= Pat Jordan =

British Trotskyist

Pat Jordan (17 July 1928 – 1 September 2001) was a British Trotskyist who was central to founding the International Marxist Group.

Jordan was born in Chelsea, London, the son of an electrical engineer. On 21 October 1950 he married Leonora May Comrie, but the marriage was annulled in 1958 and she went on to marry Rodney Kay-Kreizman.

Jordan was a full-time organiser in the Communist Party of Great Britain in Nottingham, but he left the party with Ken Coates after the Soviet invasion of Hungary in 1956. After a brief period working with the Socialist Review Group in 1956, they joined the Revolutionary Socialist League (RSL) in 1957. Jordan edited the RSL's paper Socialist Fight before leaving to form the International Group in 1961. From 1964 to 1968 he edited and printed a weekly duplicated magazine, The Week, at his tiny bookshop at 4 Dane Street, Nottingham. It was largely financed by his skill in retailing second-hand books and comics.

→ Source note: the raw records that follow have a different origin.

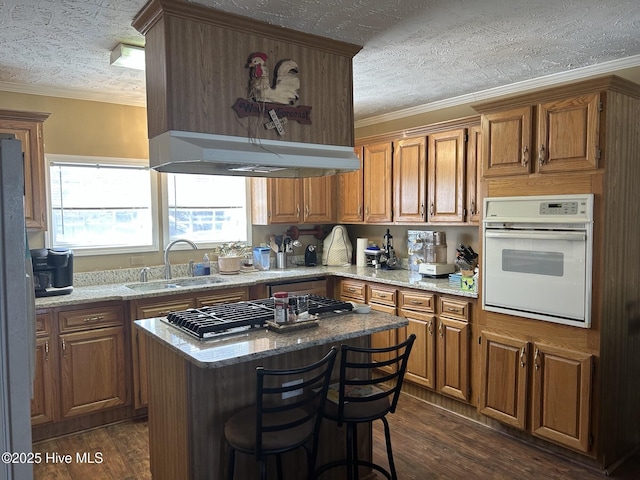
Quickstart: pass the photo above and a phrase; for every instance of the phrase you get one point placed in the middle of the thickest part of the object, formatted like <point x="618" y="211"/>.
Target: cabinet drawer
<point x="453" y="308"/>
<point x="382" y="295"/>
<point x="72" y="320"/>
<point x="422" y="302"/>
<point x="353" y="290"/>
<point x="42" y="324"/>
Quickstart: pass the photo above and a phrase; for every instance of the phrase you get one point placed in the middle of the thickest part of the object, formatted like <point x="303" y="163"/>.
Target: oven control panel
<point x="558" y="208"/>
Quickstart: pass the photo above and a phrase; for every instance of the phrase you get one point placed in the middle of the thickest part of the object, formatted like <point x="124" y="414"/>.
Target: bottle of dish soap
<point x="206" y="264"/>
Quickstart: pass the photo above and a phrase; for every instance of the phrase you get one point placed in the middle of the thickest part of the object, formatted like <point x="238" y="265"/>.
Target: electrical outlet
<point x="292" y="393"/>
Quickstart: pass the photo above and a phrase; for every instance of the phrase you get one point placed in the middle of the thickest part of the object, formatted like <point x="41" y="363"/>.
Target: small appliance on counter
<point x="310" y="256"/>
<point x="52" y="271"/>
<point x="428" y="254"/>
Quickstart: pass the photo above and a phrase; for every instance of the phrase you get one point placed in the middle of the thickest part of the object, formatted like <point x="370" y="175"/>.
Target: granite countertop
<point x="262" y="343"/>
<point x="119" y="291"/>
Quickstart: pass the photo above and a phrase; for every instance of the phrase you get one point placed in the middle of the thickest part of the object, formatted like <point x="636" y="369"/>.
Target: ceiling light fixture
<point x="128" y="56"/>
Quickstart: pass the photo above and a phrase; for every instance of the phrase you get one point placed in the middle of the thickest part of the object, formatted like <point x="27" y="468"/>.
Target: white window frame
<point x="81" y="159"/>
<point x="208" y="245"/>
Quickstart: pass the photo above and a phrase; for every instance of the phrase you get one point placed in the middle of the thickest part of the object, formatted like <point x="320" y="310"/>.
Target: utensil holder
<point x="281" y="260"/>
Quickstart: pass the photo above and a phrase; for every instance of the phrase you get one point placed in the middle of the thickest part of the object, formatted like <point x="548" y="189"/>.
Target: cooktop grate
<point x="225" y="318"/>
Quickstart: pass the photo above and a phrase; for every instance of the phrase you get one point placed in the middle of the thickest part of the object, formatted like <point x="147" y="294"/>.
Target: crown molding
<point x="123" y="99"/>
<point x="514" y="88"/>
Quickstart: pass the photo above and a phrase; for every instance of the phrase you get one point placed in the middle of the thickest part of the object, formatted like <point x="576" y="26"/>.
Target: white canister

A short-lived reunification of Jordan's International Group with the RSL in 1964 ended early in 1965, partly in protest at the RSL's support for the expulsion of members of the Socialist Labour League from the Wandsworth Labour Party. Working with Tony Southall, Charlie van Gelderen, Ken Coates and a group of students from the University of Nottingham, Jordan relaunched the International Group, which became the International Marxist Group in 1968.

In the 1970s Jordan worked full-time for the International Marxist Group as its national secretary and then for the Fourth International, when he helped in the work of the Africa Commission.

In 1985 he was struck by a chronically disabling stroke and removed from active political involvement. He died in August 2001.